On the State of Mind, the Home, the City, My Country

I have never been a very political person. I should start by admitting that straightaway. I am certainly not the one at the dinner party ready with history and political facts to engage in debate. 

I have always longed to be that person, but my head is buried in fiction, in philosophy, poetry, sociology and psychology and the beliefs that stem from being waist deep in the kinds of books that tell about how we live and what we lack at home even when basic needs are met. 

One thing I know for sure, while I lack the snappiness and verve when it comes to spouting history and parsing out political rhetoric, I was deeply affected by the election results. It's day three and I am still recovering. Still upset enough to sign petitions and look within for a way I can be of help to the many people who will find their lives made harder by the president elect.

Politics never made me cry as if I'd lost something I loved. Something about this campaign year and the election itself changed me.

As an immigrant's daughter and the granddaughter of a woman who started her family in a nipa hut, I found the president elect offensive.

As a woman, I have found him offensive for his talk and his behavior towards women.

As a person with friends whose rights he may impinge and whose lives he will damage, I have found him offensive.

As a person who stood in the East Village and and watched the World Trade Center fall, I fear he will exacerbate already strained foreign relations.

As a young woman seeking services at the local Planned Parenthood, I fear for other women who will not have the same ease and freedom I had to make choices about my body and my future.

As a marcher in antiwar and anti police violence marches since the time of the Rodney King beating, I am afraid I will have reason to march again.
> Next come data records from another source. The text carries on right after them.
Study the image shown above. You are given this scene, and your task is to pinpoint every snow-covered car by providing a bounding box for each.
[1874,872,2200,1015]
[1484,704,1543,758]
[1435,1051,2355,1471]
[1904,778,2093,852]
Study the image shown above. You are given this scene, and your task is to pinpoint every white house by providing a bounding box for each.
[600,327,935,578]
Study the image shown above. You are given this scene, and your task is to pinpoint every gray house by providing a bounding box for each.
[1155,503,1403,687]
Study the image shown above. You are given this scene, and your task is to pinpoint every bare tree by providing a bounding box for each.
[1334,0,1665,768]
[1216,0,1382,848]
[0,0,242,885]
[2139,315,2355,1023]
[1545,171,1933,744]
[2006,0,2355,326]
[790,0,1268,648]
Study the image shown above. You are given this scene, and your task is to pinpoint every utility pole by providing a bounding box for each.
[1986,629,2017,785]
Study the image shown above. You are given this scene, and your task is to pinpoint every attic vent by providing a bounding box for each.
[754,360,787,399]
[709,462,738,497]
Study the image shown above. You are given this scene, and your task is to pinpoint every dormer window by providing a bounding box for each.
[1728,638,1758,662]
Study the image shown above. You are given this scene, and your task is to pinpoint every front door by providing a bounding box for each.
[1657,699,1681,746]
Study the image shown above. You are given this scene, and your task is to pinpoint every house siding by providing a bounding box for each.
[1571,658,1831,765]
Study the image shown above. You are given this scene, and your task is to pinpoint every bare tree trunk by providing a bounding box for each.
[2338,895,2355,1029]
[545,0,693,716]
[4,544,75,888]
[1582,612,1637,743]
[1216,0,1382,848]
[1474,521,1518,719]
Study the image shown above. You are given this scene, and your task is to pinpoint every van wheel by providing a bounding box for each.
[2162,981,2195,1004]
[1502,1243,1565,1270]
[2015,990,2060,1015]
While I enjoy some of the trappings of a middle class urban life my family are not the elite who are out of touch with middle America. I grew up in Houston, Texas and I know that place and those people and they are not bad or unkind or ignorant or members of the KKK. The ones who are all of those things feel now that they have a voice and are vindicated and bold, because the man they championed was rewarded the highest office in the country.

I feel in the next four years I'll be watching a slow motion car crash and no matter where I look I won't be able to get away from seeing the disaster unfold in a thousand media ways.

I sit here at my desk in the northwest Bronx with a window facing Riverdale, a much tonier neighborhood than my working class and ethnically diverse Kingsbridge. I am watching as a cold strong wind whips leaves off the trees, of every autumnal shade, and whirled this way and beyond. Any other year, yes, even the Bush years, I would have found this beautiful. Fall is my favorite season. At the moment though, the wind feels merciless and unnecessarily cruel.